# Import Libraries and Setup Parameters and Settings
## Import the pandas package

In [1]:
import pandas as pd

## Adjust Settings for optimized viewing

In [2]:
pd.set_option('display.max_columns', 300)
pd.set_option('display.max_rows', 200)
pd.set_option('display.width', 1000)

# Import Data from CSV File
We are working with a csv file called 'orders_complete'. This file contains a concatenation of each order by items sold. As a result, this imported dataframe will have many null values as not each row represents a unique order but a specific item from a unique. Furthermore, only some customer and location information is provided, often when the orders were done online.

In [3]:
df_raw = pd.read_csv('Jupyter Notebook Projects/Shopify/orders_complete.csv')

# Data Clean Up
Before we do any calculation or analysis, we much first clean our data. We will use the original dataframe initially as our location for all changes. Once we have enough to work with, we will select particular columns from this dataframe and call it our working dataframe: df_core. This method is useful as a project continue, you can simply revisit the cleaning portion of the code to adjust whatever is needed, and just add this to the working dataframe.

## 1. ID Name for Orders
This data can be thought of as a concatenation of every order's line items. For example, if customer 1 orders a shirt and a CD, while customer 2 orders a shirt, then we will see 3 rows: Each row corresponding to each line item. Each order has a unique Order ID, initially in column called 'Name', and has the format '#1234'. Let's change the name of the column and remove the '#' from all the values:

###  - rename 'Name' to 'OrderID'

In [4]:
df_raw = df_raw.rename(columns={'Name':'OrderID'})

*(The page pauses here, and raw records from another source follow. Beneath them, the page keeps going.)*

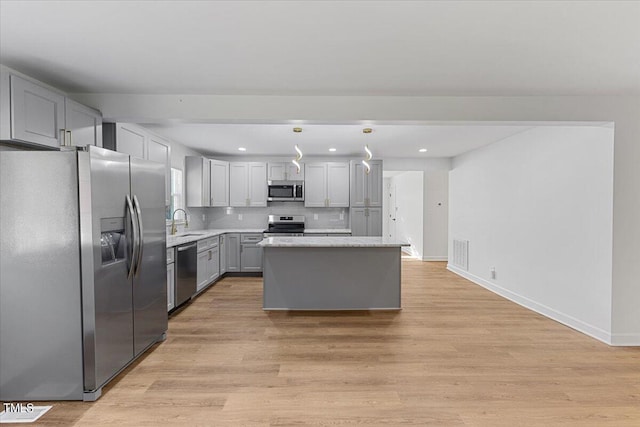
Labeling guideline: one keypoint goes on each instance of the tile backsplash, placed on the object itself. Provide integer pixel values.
(221, 218)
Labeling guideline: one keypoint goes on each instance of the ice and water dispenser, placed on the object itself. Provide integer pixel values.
(112, 240)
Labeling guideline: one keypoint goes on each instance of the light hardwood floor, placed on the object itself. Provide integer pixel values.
(455, 355)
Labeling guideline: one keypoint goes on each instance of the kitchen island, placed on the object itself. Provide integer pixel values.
(331, 273)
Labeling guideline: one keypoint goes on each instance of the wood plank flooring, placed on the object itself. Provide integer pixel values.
(455, 355)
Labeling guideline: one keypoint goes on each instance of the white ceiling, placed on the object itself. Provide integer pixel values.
(386, 140)
(400, 48)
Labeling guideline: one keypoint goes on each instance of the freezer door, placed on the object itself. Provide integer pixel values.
(150, 276)
(106, 230)
(40, 316)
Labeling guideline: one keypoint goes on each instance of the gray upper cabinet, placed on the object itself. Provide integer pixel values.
(366, 221)
(327, 184)
(131, 140)
(36, 115)
(198, 181)
(83, 124)
(136, 141)
(366, 189)
(284, 171)
(159, 150)
(248, 184)
(219, 184)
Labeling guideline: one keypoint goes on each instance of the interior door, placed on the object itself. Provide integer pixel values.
(150, 279)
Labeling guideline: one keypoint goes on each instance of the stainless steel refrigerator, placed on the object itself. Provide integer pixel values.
(82, 270)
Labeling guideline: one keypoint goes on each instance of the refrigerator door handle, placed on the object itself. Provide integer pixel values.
(134, 246)
(138, 210)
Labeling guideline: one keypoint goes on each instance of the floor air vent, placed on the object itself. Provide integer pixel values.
(461, 254)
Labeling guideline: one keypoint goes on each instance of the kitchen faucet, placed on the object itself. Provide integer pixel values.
(174, 228)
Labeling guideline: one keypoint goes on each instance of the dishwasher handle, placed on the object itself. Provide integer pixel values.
(184, 248)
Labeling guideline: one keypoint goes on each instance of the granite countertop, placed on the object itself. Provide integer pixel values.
(330, 242)
(327, 230)
(195, 235)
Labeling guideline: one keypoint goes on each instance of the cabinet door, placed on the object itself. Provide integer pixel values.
(233, 252)
(374, 184)
(250, 258)
(219, 183)
(131, 140)
(159, 150)
(292, 173)
(358, 184)
(223, 254)
(358, 222)
(238, 186)
(315, 185)
(214, 263)
(37, 114)
(257, 184)
(171, 284)
(197, 181)
(276, 171)
(374, 222)
(202, 277)
(338, 184)
(84, 123)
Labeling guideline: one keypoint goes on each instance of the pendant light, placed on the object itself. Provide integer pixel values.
(296, 161)
(369, 155)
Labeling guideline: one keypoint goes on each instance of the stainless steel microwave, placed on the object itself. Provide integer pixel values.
(285, 191)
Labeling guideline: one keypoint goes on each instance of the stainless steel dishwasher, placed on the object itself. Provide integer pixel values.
(186, 272)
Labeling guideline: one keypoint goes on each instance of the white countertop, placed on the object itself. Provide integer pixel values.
(330, 242)
(195, 235)
(327, 230)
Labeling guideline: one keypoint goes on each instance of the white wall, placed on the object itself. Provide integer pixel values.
(410, 212)
(623, 110)
(538, 206)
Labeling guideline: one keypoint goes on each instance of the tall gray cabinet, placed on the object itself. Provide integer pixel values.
(366, 198)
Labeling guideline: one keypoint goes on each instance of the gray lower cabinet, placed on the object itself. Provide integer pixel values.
(232, 242)
(223, 254)
(250, 253)
(171, 279)
(366, 221)
(208, 262)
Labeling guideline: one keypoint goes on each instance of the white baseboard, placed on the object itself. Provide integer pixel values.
(631, 340)
(565, 319)
(435, 258)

###  - Then remove the '#'

In [5]:
df_raw['OrderID'] = df_raw['OrderID'].str.replace('#','')

## 2. Filling NaN's for Matching OrderIDs
We mentioned that df_raw is essentially a concatentation of multiple order's line items. For each case where multiple items are part of an order (that is associated with a match OrderID), fields such as 'Billing Name' and 'Billing Street' are only filled in for the first item. This section works to fill null values present with the proper matching details. Additionally, we reorder the columns.

In [6]:
df = df_raw.groupby('OrderID').fillna(method='ffill')
df['OrderID'] = df_raw['OrderID']
df_raw = df.iloc[:, [-1] + list(range(df.shape[1]-1))].copy()

## 3. Number of Items Per Order

In [7]:
df_raw['Items'] = df_raw.groupby('OrderID')['Lineitem quantity'].transform('sum') # count total items per order

## 4. Create a Year and Month Column
There are a few entries in this dataframe that can provide date information, we will consider the 'Created at' column. We can keep it simple and just extract the respective section of the string to get the Month and Year:

In [8]:
df_raw['Month'] = df_raw['Created at'].str[5:7]
df_raw['Year'] = df_raw['Created at'].str[0:4]
df_raw['Datetime'] = df_raw['Created at'].str.slice(stop=-6)
df_raw['UTC'] = df_raw['Created at'].str.slice(start=-6)
df_raw['Datetime'] = pd.to_datetime(df_raw['Datetime'], format='%Y-%m-%d %H:%M:%S')
# df_raw['Datetime'].dt.year
df_raw['Daydt'] = df_raw['Datetime'].dt.day
df_raw['Monthdt'] = df_raw['Datetime'].dt.month
df_raw['Yeardt'] = df_raw['Datetime'].dt.year

In [9]:
false_rows = df_raw[df_raw['Datetime'].isna()]
false_rows[['OrderID','Financial Status','Created at','Datetime']]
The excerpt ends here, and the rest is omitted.